Yet Another Cycling Forum

Off Topic => The Pub => Topic started by: aidan.f on 20 February, 2024, 09:19:02 pm

Title: Furrybootoon?
Post by: aidan.f on 20 February, 2024, 09:19:02 pm
C'mon you lot.. I have lurked around yacf long enough to know that Furrybootoon* is err..  Edinburgh?, but why please?

* Google nuffink, dunno about chat gpt
Title: Re: Furrybootoon?
Post by: Tim Hall on 20 February, 2024, 09:27:12 pm
<placeholder for a pingu>

Aberdeen.
Meanwhile, I belive it's a dialect/local accent enquiry of where a person comes from "Furry boot y’ frae" (wherabouts you from?).
Title: Re: Furrybootoon?
Post by: Jurek on 20 February, 2024, 09:28:24 pm
This.
Title: Re: Furrybootoon?
Post by: aidan.f on 20 February, 2024, 09:30:46 pm
Right country wrong city!
Title: Re: Furrybootoon?
Post by: Tim Hall on 20 February, 2024, 09:36:03 pm
See also the lead singer of Popular Beat Combo The Rezillos, Fay Fife.  Born Sheilagh Hynd, she comes from, umm, Fife. 
Title: Re: Furrybootoon?
Post by: Pingu on 20 February, 2024, 09:36:56 pm
I believe it's a Billy Connollyism.
Title: Re: Furrybootoon?
Post by: hbunnet on 20 February, 2024, 09:47:03 pm
I believe it's a Billy Connollyism.

Probably.
But within the last 10 yrs I was on an early morning bus from Peterhead to Fraserburgh and wanting to get off at the village of Crimond, which has all off a 300 metre main street. 
As I rose to leave.
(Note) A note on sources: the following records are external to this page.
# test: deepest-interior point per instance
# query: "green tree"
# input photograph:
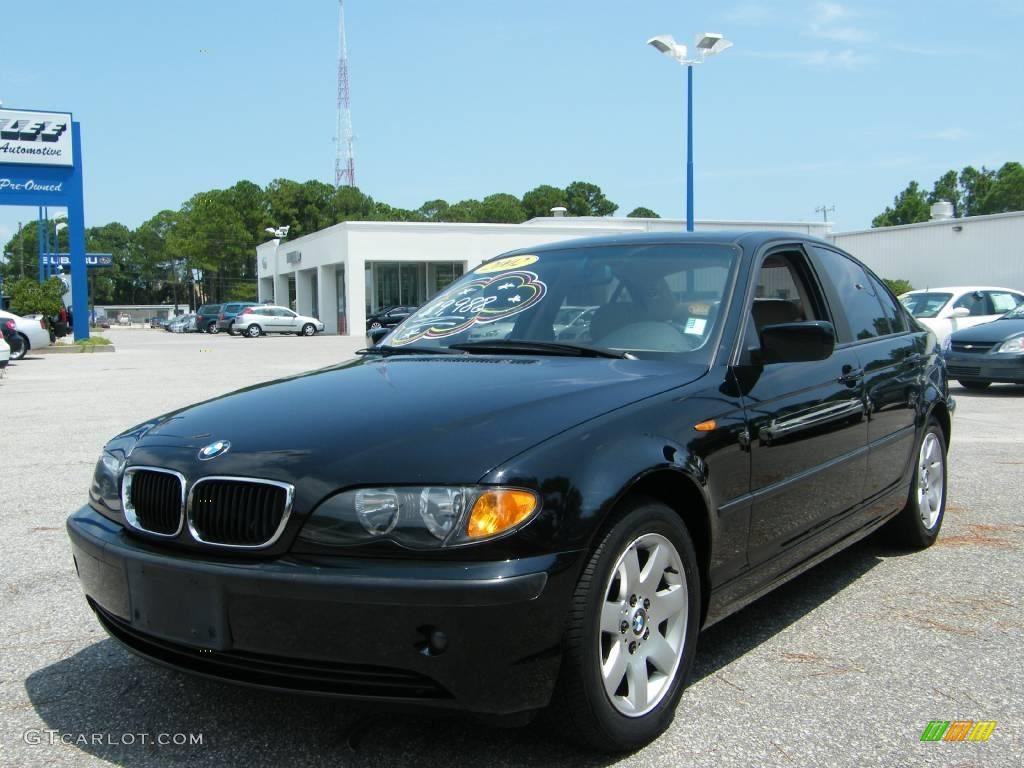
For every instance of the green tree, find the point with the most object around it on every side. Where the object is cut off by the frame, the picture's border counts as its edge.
(433, 210)
(642, 213)
(909, 207)
(464, 210)
(502, 209)
(1007, 193)
(946, 188)
(585, 199)
(348, 204)
(975, 186)
(539, 201)
(28, 296)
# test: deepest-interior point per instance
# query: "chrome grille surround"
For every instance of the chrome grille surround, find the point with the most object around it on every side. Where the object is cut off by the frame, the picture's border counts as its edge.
(196, 525)
(132, 514)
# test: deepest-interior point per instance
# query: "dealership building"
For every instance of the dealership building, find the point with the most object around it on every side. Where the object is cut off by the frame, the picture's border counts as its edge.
(344, 272)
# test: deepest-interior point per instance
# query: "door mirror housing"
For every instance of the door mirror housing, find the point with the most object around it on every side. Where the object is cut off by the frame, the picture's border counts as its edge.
(797, 342)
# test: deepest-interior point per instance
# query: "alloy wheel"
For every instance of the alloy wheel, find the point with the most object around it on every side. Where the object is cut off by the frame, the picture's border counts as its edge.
(930, 480)
(644, 615)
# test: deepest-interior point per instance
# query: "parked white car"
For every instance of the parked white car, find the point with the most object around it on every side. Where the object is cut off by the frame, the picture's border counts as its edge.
(266, 318)
(944, 310)
(33, 334)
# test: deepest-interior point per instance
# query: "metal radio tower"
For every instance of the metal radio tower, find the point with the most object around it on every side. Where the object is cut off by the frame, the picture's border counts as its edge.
(344, 168)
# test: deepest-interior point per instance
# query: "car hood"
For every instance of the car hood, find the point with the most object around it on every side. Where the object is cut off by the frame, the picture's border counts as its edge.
(990, 332)
(432, 419)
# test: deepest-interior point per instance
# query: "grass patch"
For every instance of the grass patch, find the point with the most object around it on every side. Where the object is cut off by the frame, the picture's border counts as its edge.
(93, 341)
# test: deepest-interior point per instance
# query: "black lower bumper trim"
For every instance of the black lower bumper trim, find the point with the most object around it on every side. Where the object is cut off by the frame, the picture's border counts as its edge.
(324, 677)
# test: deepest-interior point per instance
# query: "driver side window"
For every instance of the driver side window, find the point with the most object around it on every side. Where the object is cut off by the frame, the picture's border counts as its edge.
(785, 292)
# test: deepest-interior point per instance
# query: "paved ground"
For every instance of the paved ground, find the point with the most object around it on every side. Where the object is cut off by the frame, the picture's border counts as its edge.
(843, 667)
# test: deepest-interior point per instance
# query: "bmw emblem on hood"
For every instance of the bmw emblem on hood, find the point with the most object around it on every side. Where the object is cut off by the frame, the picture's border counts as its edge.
(214, 450)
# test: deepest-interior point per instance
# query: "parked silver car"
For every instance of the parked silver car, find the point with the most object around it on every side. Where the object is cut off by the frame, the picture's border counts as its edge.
(266, 318)
(34, 334)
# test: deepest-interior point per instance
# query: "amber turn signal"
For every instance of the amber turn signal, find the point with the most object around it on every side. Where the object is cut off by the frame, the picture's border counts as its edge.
(500, 510)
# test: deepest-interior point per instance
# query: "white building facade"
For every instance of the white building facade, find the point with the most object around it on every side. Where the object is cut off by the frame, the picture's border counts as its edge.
(345, 271)
(972, 251)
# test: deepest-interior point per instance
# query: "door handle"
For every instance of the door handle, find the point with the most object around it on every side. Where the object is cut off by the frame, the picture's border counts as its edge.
(851, 376)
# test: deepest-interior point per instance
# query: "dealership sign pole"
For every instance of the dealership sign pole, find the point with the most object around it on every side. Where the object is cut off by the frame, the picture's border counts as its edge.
(41, 165)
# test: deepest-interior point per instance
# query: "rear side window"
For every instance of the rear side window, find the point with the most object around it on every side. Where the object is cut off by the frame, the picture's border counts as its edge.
(1004, 301)
(894, 312)
(856, 297)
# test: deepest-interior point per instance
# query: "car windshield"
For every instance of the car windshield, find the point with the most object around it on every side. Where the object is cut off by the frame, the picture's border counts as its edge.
(648, 300)
(925, 304)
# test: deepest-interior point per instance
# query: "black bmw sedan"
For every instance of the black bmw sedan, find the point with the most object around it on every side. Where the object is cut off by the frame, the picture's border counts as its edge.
(521, 522)
(991, 352)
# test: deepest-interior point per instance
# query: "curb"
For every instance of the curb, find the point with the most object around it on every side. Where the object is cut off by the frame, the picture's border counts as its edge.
(73, 349)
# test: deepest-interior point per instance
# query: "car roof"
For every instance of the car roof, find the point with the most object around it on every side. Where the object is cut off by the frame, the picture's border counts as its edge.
(747, 239)
(962, 289)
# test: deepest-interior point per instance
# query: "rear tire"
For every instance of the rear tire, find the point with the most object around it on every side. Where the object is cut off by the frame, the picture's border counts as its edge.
(918, 524)
(19, 354)
(632, 632)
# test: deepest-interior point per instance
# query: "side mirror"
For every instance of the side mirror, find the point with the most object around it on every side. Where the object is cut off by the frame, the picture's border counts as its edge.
(797, 342)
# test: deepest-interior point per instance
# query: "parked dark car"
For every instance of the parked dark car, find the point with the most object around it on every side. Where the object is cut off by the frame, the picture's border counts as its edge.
(519, 523)
(13, 338)
(992, 352)
(228, 312)
(389, 316)
(207, 316)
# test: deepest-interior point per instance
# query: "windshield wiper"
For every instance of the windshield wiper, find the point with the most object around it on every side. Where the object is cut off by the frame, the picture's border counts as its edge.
(540, 347)
(387, 349)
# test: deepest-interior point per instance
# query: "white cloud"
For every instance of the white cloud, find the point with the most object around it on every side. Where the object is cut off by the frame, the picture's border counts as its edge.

The driver said "Furra aboots?" and then stopped where I asked.
Title: Re: Furrybootoon?
Post by: Pingu on 20 February, 2024, 09:52:46 pm
Yeah, to be clear, I meant 'Furrybootoon' not 'far aboot' which is defo a Doric phrase.
Title: Re: Furrybootoon?
Post by: Feanor on 20 February, 2024, 10:12:01 pm
I presume you have to survive on whale blubber most of the time?
And illuminate the dark six months of the year with whale-oil lamps, whilst wrapped up in freshly-clubbed seal-skins?
Title: Re: Furrybootoon?
Post by: ElyDave on 20 February, 2024, 10:41:49 pm
I presume you have to survive on whale blubber most of the time?
And illuminate the dark six months of the year with whale-oil lamps, whilst wrapped up in freshly-clubbed seal-skins?
Thats only at the posh hotels
Title: Re: Furrybootoon?
Post by: Kim on 20 February, 2024, 11:50:55 pm
The less posh ones set fire to a whole penguin[1].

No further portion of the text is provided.